The majority of the Swiss parliament has rejected a proposed law that would have allowed the transfer of Swiss-made weapons to Ukraine. Jean-Luc Addor, a member of the right-wing populist Swiss People’s Party, the largest bloc in the National Council, stated that approving this initiative would mean “violating neutrality.”
The vote took place in the Swiss parliament on the same day that Swiss President Alain Berset met with his Ukrainian counterpart, Volodymyr Zelensky, during a summit of the European political group in Moldova.
Out of the members of the National Council in Bern, 98 voted against the parliamentary initiative prepared by a committee, while 75 members voted in favor.
Switzerland has long adhered to the principle of neutrality in military conflicts, with a population of 8.8 million people, no access to the sea, and still maintaining compulsory military service for men.
A heated debate has been ongoing in Switzerland regarding the principle of neutrality since the start of the Russian aggression against Ukraine in February 2022.

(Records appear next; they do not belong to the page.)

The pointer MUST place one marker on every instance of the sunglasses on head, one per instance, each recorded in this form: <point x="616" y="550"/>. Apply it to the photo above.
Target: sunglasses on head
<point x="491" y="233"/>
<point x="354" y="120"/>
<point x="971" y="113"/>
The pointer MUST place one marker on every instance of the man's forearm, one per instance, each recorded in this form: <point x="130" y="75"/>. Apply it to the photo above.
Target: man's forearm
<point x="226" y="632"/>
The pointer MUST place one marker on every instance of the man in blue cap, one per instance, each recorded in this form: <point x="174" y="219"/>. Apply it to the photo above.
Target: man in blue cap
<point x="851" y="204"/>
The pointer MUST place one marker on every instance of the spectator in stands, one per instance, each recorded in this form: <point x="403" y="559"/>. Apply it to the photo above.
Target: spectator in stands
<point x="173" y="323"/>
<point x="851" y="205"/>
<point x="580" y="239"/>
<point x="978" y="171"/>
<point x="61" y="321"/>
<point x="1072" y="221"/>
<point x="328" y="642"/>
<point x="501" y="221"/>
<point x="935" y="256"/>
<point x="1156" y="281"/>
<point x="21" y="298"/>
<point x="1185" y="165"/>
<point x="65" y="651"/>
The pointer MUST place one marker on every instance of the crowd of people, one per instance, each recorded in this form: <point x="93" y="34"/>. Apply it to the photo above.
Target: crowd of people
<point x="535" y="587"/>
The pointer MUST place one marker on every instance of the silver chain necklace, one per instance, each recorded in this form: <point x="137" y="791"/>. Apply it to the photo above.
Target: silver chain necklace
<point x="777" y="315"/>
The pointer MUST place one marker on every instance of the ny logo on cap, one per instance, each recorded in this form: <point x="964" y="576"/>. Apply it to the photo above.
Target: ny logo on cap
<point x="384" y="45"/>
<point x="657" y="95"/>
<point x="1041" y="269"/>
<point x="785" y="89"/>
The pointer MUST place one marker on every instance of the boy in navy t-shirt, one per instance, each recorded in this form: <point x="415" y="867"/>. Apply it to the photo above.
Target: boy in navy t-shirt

Despite pressure from Kyiv and its allies, Switzerland has not yet allowed countries that possess Swiss-made weapons to supply them to Ukraine.
Requests from Germany, Spain, and Denmark have been explicitly rejected so far, citing the “War Materiel Act,” which prohibits re-exports if the recipient country is involved in an armed conflict.
During the summit in Moldova, Kyiv and Chisinau urged European leaders to provide further support in the face of Russian aggression.
Berset announced in a tweet that he had a meeting with Zelensky regarding the situation on the ground, Swiss humanitarian aid, and reconstruction efforts.
Swiss state television reported that the meeting lasted 25 minutes.
Berset stated in an interview with Swiss television that he discussed with the Ukrainian president issues related to asset freezes, Switzerland’s role in mine clearance, and the country’s stance on arms re-export.
Berset added, “I believe that Ukrainians understand Switzerland’s position very well,” expressing his willingness to visit Ukraine at any time.
The Swiss president emphasized, “We are applying our laws. We have shown from the beginning that we are not indifferent to what is happening and that we stand firmly by Ukraine’s side.”
Berset stated, “The most important thing today is for us to be united and not to tolerate what is happening in eastern Ukraine.”